Living Through The Algerian War by Marie VIANA

I’m Jean, I was born in 1937, in Paris. My childhood was very hard both for myself and my two brothers and two sisters. My father as a policeman worked enormously to feed us and to bring us up. In the 50’s, my father was transferred to Chambéry. Leaving Paris had been one of the biggest disruptions of my life. Arriving in Savoy, I managed to get by very quickly, I became quickly independent. At fourteen years old, I became a pork butcher’s assistant in Annecy. I left my family so as not to have to do the journey every day from Chambéry to Annecy. I was put up at my employer’s home. I was exploited, I only ate scraps of food. I slept on a wooden plank. Conditions were very hard and very disagreeable. But my life became even more of a nightmare when I began my military service. At the age of nineteen, the age of innocence, of beautiful meetings. We knew that we would participate, that the war killed. But we only fully realized when we were on the battle ground. In 1956 I was nineteen years old and my military service began. I was sent to Algeria as my father had been before me. Leaving my mother, my brothers and my sisters was a heartbreaking experience. To find myself all alone in a truck surrounded by soldiers as young as me, to think that it was maybe the last time that I would ever see my family. I was very awkward young man and it was such a tough experience. Arriving in Algeria, we knew that we had to kill Fellagha, to look for enemies.

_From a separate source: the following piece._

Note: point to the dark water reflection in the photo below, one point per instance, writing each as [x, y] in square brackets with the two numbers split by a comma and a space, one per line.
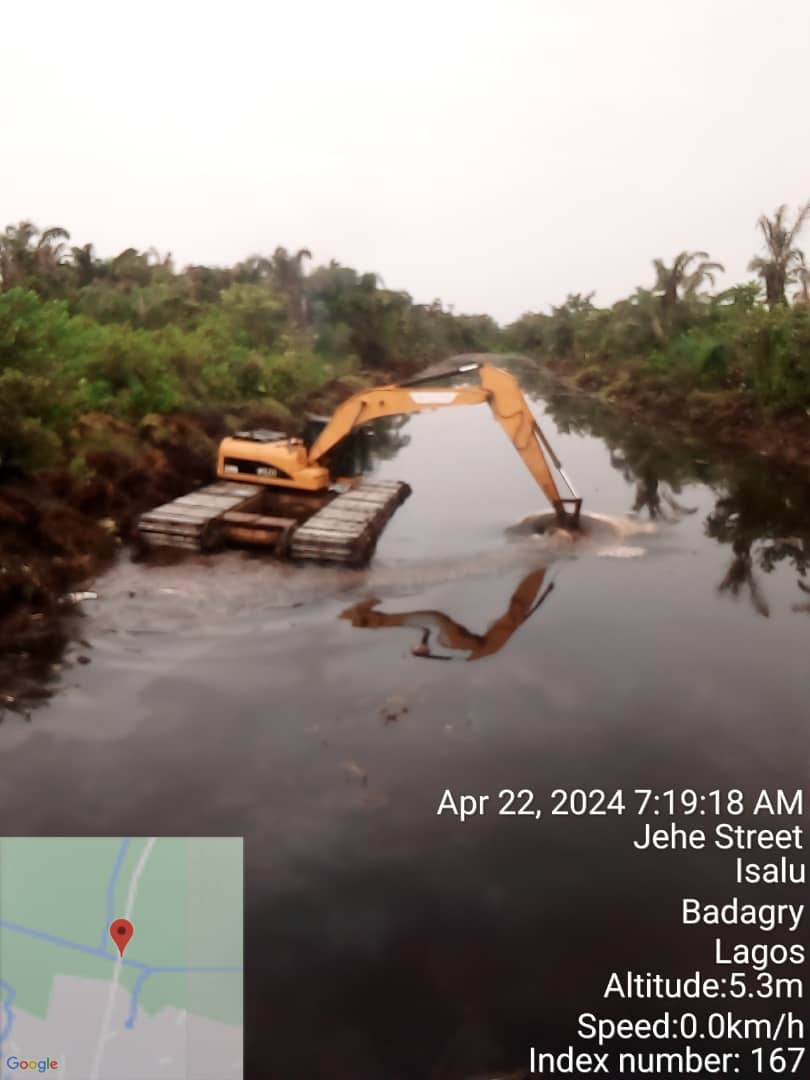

Each evening, when we slept, we had to divide roles, some did the lookout to watch the enemies arriving because often, we were attacked at night. Sleeping on the floor, under my mosquito net, I was suddenly woken up by the bark of my dog. My dog saved my skin because there was a Fellegha above my head with a dagger. He was ready to cut my throat. I had the fear of my life. But he ran away. It was very traumatic for me. The more days went by, the more difficult it was for me to stand the war both morally and physically.

We had the right to have leave for about fifteen days to pay a visit to our family. On the way to France, we had a break in Briançon. On one particular evening, to try to forget the terror of the war, we went to a dance. I had a splendid meeting, a beautiful woman with blue open wide eyes, with beautiful long hair which flew in the same way as her dress which made a perfect outline. I completely fell under her charm. Since this day, we swore that we would write to each other each day. And from my journey home, till the end of my military service, we wrote to each other every day.

But, in between time, my leave came to an end. Back to reality, I was travelling on the dry road in a Jeep in a convoy of military vehicles when thousands of missile were aimed at the French. I lost many friends during these ambushes. I saw them die before my eyes. It is a memory that I will never forget. At the end of my military service, I met my sweetheart Marie-Jeanne, we married in 1960. I started a family. I was the happiest father in the world, such an improvement in my life after my dreadful adventure in Algeria. It isn’t impossible to forget this war, it is part of me, I keep in my skin, my flesh to this day, the painful memory of this war.